If you answer both of these questions “yes,”
the defendant will be found to be not responsible for the offense, and he will
be committed to the Department of Health and Social Services and will be placed
in an appropriate institution unless the court determines that the defendant
would not pose a danger to himself or to others if released under conditions
ordered by the court. In deciding
whether the defendant is responsible for the criminal conduct, you are to
consider only the issue of the defendant's mental condition at the time the
offense was committed.
The law provides that, in this case,
the verdict is valid only if at least 10 members of the jury have agreed to it.
[30] Although the
media may have offered insightful and provocative commentary using these words,
see, e.g., Peggi Taylor, Urban Psychosis: Social History As A Defense Is On The Rise, Shepherd Express, Sept. 15-22, 1994, at
6; Julie Gannon Shoop, Criminal Lawyers Develop “Urban Psychosis” Defense,
Trial, August 1993, at 12, the
record establishes that Morgan did not pursue any theory of defense in these
specific terms.
[31] The State's
concession, in my estimation, goes too far.

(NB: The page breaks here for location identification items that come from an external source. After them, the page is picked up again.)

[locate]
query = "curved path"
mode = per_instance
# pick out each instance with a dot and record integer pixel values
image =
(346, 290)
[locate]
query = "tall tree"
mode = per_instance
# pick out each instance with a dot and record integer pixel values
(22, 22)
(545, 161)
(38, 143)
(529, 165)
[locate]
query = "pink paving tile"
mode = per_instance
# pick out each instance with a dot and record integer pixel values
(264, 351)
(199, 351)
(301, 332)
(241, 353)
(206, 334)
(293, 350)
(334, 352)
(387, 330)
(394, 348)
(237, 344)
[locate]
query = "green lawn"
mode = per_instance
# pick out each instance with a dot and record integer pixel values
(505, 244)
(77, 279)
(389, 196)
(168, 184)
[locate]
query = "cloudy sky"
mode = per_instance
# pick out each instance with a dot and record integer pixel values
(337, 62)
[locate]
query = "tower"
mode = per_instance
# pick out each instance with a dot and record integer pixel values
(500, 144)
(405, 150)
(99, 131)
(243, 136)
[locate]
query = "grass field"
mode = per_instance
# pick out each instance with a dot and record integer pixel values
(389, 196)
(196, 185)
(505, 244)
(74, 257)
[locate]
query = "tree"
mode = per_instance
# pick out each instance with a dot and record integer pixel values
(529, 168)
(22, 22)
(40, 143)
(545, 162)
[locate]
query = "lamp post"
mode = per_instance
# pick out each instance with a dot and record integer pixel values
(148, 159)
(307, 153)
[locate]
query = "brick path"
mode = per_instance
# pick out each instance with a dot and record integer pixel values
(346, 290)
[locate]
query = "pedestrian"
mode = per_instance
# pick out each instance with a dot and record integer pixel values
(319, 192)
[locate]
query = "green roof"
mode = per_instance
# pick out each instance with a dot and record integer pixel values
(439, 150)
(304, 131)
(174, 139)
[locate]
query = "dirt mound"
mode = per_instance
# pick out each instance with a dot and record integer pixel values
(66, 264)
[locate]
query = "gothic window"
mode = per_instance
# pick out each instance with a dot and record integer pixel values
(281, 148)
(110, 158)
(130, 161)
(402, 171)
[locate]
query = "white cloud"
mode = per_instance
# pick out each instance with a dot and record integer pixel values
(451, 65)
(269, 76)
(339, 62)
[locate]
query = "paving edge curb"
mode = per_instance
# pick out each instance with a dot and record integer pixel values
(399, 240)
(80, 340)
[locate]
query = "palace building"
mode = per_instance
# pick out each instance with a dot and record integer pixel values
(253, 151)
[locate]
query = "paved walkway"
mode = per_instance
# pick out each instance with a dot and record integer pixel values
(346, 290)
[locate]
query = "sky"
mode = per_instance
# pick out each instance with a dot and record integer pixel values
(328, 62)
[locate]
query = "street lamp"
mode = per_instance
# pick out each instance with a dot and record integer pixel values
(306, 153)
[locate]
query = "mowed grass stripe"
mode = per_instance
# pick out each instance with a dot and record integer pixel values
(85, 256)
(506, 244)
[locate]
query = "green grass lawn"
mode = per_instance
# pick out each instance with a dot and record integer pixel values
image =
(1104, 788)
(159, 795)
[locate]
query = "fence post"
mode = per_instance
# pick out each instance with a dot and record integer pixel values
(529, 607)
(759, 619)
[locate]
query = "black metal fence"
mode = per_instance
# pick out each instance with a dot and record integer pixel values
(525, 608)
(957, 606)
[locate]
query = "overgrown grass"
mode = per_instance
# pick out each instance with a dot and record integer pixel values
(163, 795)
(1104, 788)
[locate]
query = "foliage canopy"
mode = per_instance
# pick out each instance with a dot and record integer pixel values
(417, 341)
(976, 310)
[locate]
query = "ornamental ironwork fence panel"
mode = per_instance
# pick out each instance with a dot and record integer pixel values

For PTSD evidence to be relevant, a defendant would have to show not
only that he or she actually suffered from PTSD at the time, but also that the
PTSD caused the criminal act. In
this regard, however, Morgan's offer of proof was sufficient. She attempted to offer evidence not only
that she suffered from PTSD at the time of the crimes, but also that the PTSD
caused a “trance-like state” in which “she was re-experiencing the trauma of
the previous robbery” in which she had been the victim. The State did not argue and the trial court
did not rule that Morgan's offer of proof was insufficient.
[32] This also
necessarily would lead to the conclusion that the trial court erred in denying
the lesser-included offense instruction on first-degree reckless homicide. Obviously, if the jury concluded that
because of PTSD Morgan did not intend to kill, the jury then would have had a
reasonable basis for acquittal on first-degree intentional homicide and
conviction on first-degree reckless homicide.
[33] I agree with the majority's view that the
case law leads us into a labyrinth on a dead-end trail. Majority slip op. at n.15. Part of the confusion, I think, comes from
the failure of the case law to distinguish a person's general mental “capacity
to form ... criminal intent,” Steele, 97 Wis.2d at 98, 294 N.W.2d
at 14, from a person's actual incapacity to form “specific intent” at the
moment he or she commits a crime. The
majority makes the mistake of equating these distinct conditions. See majority slip op. at n.16.
[34] See also Alex Kotlowitz, There Are No Children Here:
The Story of Two Boys Growing Up In The Other America (1991);
Gary B. Melton, Is There a Place for Children in the New World Order?, 7 Notre Dame J.L. Ethics & Public Pol'y
491 (1993); Aileen M. Bigelow, Student Article, In the Ghetto: The State's Duty to Protect Inner-City
Children From Violence, 7 Notre Dame
J.L. Ethics & Public Pol'y 533 (1993).